Os Estados Unidos estão também a enfrentar uma profunda transformação do seu sistema postal. O Serviço Postal dos EUA reviu os padrões de entrega, alargando os prazos de entrega para o correio normal e focando-se numa reorganização da rede para conter perdas financeiras. No Reino Unido, entretanto, o Royal Mail anunciou repetidamente uma redução no número de dias de entrega de cartas, defendendo que o modelo diário deixou de ser sustentável.
Serviços postais tradicionais adaptam-se ao século XXI
Os serviços postais tradicionais estão, portanto, a adaptar-se a um contexto em que a correspondência em papel não é central há algum tempo, enquanto o comércio eletrónico continua a crescer e, com isso, a pressão para tornar as infra-estruturas mais eficientes e ambientalmente sustentáveis. Esta transformação, no entanto, não é isenta de consequências, sobretudo a nível social, uma vez que a mudança para novos modelos de serviço nem sempre é indolor.

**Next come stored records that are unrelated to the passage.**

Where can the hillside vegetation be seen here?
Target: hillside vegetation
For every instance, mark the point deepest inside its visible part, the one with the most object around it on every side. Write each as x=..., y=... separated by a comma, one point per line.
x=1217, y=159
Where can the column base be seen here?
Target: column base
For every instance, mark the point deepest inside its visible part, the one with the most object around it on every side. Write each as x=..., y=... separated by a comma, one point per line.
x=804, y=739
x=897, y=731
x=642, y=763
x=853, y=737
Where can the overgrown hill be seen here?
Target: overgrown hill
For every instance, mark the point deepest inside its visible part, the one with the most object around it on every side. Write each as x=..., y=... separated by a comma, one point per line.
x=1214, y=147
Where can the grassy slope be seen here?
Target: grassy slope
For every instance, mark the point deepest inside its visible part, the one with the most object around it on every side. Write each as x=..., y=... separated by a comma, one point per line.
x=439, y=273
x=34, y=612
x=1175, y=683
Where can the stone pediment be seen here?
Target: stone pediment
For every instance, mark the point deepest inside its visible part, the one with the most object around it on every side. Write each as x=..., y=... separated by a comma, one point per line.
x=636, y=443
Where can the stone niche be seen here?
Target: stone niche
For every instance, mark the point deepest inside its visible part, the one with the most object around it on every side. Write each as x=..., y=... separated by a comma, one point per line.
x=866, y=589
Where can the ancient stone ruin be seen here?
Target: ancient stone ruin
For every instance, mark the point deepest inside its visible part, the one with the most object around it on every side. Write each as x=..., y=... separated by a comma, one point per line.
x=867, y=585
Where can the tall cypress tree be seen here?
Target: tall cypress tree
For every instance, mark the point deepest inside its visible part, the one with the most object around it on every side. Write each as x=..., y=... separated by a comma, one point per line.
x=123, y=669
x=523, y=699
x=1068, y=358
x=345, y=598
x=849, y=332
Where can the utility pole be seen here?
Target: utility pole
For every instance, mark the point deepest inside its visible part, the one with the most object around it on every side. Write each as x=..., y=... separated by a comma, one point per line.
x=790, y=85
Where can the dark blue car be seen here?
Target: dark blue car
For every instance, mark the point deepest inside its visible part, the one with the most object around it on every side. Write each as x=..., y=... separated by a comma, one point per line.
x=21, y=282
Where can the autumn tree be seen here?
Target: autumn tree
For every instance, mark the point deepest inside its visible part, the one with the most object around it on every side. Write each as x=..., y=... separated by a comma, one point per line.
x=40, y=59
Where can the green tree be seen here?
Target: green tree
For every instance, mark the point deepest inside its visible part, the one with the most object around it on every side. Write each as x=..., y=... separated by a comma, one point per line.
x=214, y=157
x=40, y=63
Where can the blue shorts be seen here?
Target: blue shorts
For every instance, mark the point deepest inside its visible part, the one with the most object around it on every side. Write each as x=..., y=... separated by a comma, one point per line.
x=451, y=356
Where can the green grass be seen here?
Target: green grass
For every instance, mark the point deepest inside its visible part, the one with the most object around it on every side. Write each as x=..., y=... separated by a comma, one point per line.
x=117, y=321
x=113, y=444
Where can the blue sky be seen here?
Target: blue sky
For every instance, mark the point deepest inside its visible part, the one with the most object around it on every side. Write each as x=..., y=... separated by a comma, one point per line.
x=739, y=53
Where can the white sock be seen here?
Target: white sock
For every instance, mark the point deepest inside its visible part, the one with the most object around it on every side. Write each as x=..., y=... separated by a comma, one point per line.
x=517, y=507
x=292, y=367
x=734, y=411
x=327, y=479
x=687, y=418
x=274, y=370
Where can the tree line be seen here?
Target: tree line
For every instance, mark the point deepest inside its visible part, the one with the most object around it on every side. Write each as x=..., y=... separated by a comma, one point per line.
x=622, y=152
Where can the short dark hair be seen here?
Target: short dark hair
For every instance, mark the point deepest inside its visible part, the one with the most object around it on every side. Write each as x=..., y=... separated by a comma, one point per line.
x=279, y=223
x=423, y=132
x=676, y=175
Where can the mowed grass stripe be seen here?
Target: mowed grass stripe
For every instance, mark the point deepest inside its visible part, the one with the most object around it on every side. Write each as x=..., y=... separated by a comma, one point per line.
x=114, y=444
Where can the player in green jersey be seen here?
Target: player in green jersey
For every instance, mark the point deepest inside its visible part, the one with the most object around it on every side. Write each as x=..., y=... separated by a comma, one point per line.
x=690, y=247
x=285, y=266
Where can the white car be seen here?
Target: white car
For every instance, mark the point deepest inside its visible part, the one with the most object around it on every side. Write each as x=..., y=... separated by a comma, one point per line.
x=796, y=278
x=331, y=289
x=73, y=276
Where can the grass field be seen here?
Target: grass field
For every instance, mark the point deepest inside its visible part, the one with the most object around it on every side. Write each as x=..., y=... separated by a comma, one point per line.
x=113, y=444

Entre os efeitos mais visíveis do fim do serviço da PostNord, por exemplo, estava a remoção de cerca de 1.500 caixas de correio em todo o país, espalhadas pela Dinamarca desde o final do século XIX e facilmente reconhecíveis pela sua cor vermelha brilhante. Muitos destes foram vendidos em leilão no âmbito de uma iniciativa solidária organizada pela empresa. O evento atraiu a atenção dos meios de comunicação social, e as caixas de correio esgotaram em poucas horas, muitas vezes compradas por colecionadores, museus locais e cidadãos interessados em preservar uma peça icónica da história do Norte da Europa.
Os jovens estão a redescobrir o apelo das cartas?
handwritten letters will never go out of style pic.twitter.com/0syOVz1cVV
— Sun (@Diorgirlx) March 8, 2025
Apesar da acentuada redução do sector postal, as cartas parecem não ter desaparecido por completo. Segundo a empresa dinamarquesa, por exemplo, continuam a ser essenciais sobretudo para as cerca de 270 000 pessoas na Dinamarca que não utilizam o sistema oficial de correio digital, cerca de 5% da população, principalmente indivíduos mais velhos ou pessoas com acesso limitado a serviços online. Ao mesmo tempo, há um interesse renovado pela correspondência em papel também entre as gerações mais jovens, que estão a redescobrir as letras manuscritas como uma forma de comunicação mais lenta e pessoal, muitas vezes em reação à difusão dos smartphones e das redes sociais.
Este interesse renovado entre os mais jovens nem sempre é apenas uma sugestão. Conforme relatado pelo New York Times, em vários países ocidentais, os últimos anos assistiram ao surgimento de projetos analógicos por correspondência, clubes de escrita de cartas e assinaturas de artigos de papelaria de alta qualidade, muitas vezes promovidos através de plataformas digitais mas com um resultado deliberadamente offline. Algumas escolas secundárias e universidades introduziram oficinas de caligrafia como atividades opcionais, também para contrariar a perda de competências relacionadas com a caligrafia e concentração sustentada.
Do ponto de vista económico, este micro renascimento da escrita de cartas não compensa o declínio estrutural do setor, mas traz consigo alguns sinais interessantes. As vendas de papel para escrever, envelopes e canetas-tinteiro estão a crescer em segmentos específicos, enquanto pequenas gráficas e papelarias independentes estão a encontrar novos clientes. Isso não é nostalgia, mas uma resposta funcional a um ambiente de comunicação agora visto como saturado.